The AIIM Blog - Overcoming Information Chaos

The Right to Be Forgotten: Another Case of Unintended Consequences

Written by John Mancini | Jul 21, 2014 5:22:00 PM

In 25 years in a strange career at the intersection between technology and legislation, compliance, and regulation, I have seen many curious things.  Most of these curious things center around the lag time associated with radical technological innovation and the often well-intended but misguided responses of policymakers to the implications of that innovation.  In most instances, the Law of Unintended Consequences rears its ugly head.

The recent “Right to Be Forgotten” pronouncement in Europe is a perfect example.  For those unfamiliar with the case, it centers around a decision on May 13 by the EU’s Court of Justice to side with Spain’s data protection regulator in ordering Google to remove a link to a newspaper notice that popped up on a search on Mario Costeja Gonzalez, a calligraphy expert whose house had been sold a number of years previously to pay off debt.  Mr. Gonzalez maintained that the continued appearance of articles in search engines about this many years after the fact resulted in “constantly having to explain that I had no debt and show documents to prove it was true.” (See a list of news references describing this case at the end of this post).

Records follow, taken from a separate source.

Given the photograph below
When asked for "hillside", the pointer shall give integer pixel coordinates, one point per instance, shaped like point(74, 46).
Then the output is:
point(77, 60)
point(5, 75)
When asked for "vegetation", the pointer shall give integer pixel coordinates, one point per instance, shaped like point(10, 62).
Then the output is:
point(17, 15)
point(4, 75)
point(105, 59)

Now we can all appreciate the desire to get rid of Internet artifacts that perhaps do not reflect our best side and the need for information privacy and security. I constantly live in great appreciation and gratitude that the Internet and digital photos did not exist whilst I was in college. [Note to college acquaintances:  Please remember this in posting comments.]

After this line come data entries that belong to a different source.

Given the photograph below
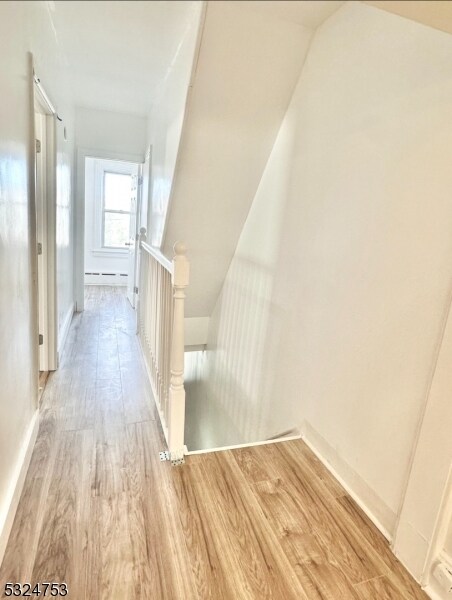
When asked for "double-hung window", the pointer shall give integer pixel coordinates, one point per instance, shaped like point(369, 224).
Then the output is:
point(116, 205)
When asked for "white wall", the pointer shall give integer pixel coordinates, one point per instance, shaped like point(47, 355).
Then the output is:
point(25, 27)
point(107, 135)
point(448, 544)
point(110, 132)
point(165, 125)
point(248, 66)
point(336, 296)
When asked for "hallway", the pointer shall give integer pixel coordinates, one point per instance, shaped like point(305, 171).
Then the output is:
point(100, 512)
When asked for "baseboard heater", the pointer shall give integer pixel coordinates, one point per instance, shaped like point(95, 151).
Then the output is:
point(105, 278)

But does the “solution” now required by the European Court of Justice (where does one appeal this?) meet the test of avoiding unintended consequences?  And if this right does exist, where does the responsibility for takedown action lie?  With search engines, which are essentially the card catalogs of the web, albeit ones that are more powerful than we could have ever anticipated? Or with those posting the content in the first place (assuming that it is indeed inaccurate or libelous)?  Do we really want search engine companies -- compounded and influenced by political pressures from governments not as well-intended as those in Europe -- in the business of deciding what we can and cannot see?

A recent TWIG (This Week in Google) show -- one of my favorite nerd affectations given that I need to strategically hide the fact that I was a history/economics major, not really a technical guy – covered this issue well.  TWIG 257, “Future Babies” featured an interesting interview with Danny O’Brian of the Electronic Frontier Foundation on the mess that is in the process of being created by the recently announced “Right to be Forgotten” case.

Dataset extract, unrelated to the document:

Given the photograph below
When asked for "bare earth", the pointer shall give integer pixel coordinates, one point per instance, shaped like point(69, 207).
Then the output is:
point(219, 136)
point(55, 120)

Danny O’Brian makes the point (In “Rights That Are Being Forgotten: Google, the ECJ, and Free Expression”) that there are three real victims in this case and in how Google has subsequently (intentionally?) responded to the ruling (spoiler alert – the victims ain’t Mr. Gonzalez or Google).  A few excerpts:

  1. The first victim of Google’s implementation of the ECJ decision is transparency under censorship.  Back in 2002—in the wake of bad publicity following the company’s removal of content critical of the Church of Scientology—Google established a policy of informing users when content was missing from search engine results…Google’s user notification warnings have now been rendered useless for providing any clear indication of censored content.”
  2. The second victim of Google’s ECJ implementation is fairness. After Google informed major news media like the Guardian UK and BBC that they were being censored, those sites noted—correctly—that legitimate journalism was being silenced. Google subsequently restored some of the news stories it had been told to remove. Will Google review its decisions when smaller media, such as bloggers, complain?”
  3. Which brings us to the third victim: Europe's privacy law itself.  Europe's privacy regime has long been a model for effective and reasonable governance of privacy…tying the data protection regulation to censorship risks discrediting its aims and impugning its practicality.”

“Rights That Are Being Forgotten: Google, the ECJ, and Free Expression” is worth reading and thinking about in considering the intersection between technology innovation and technology regulation.  Think about it and the Law of Unintended Consequences as you think about other emerging issues.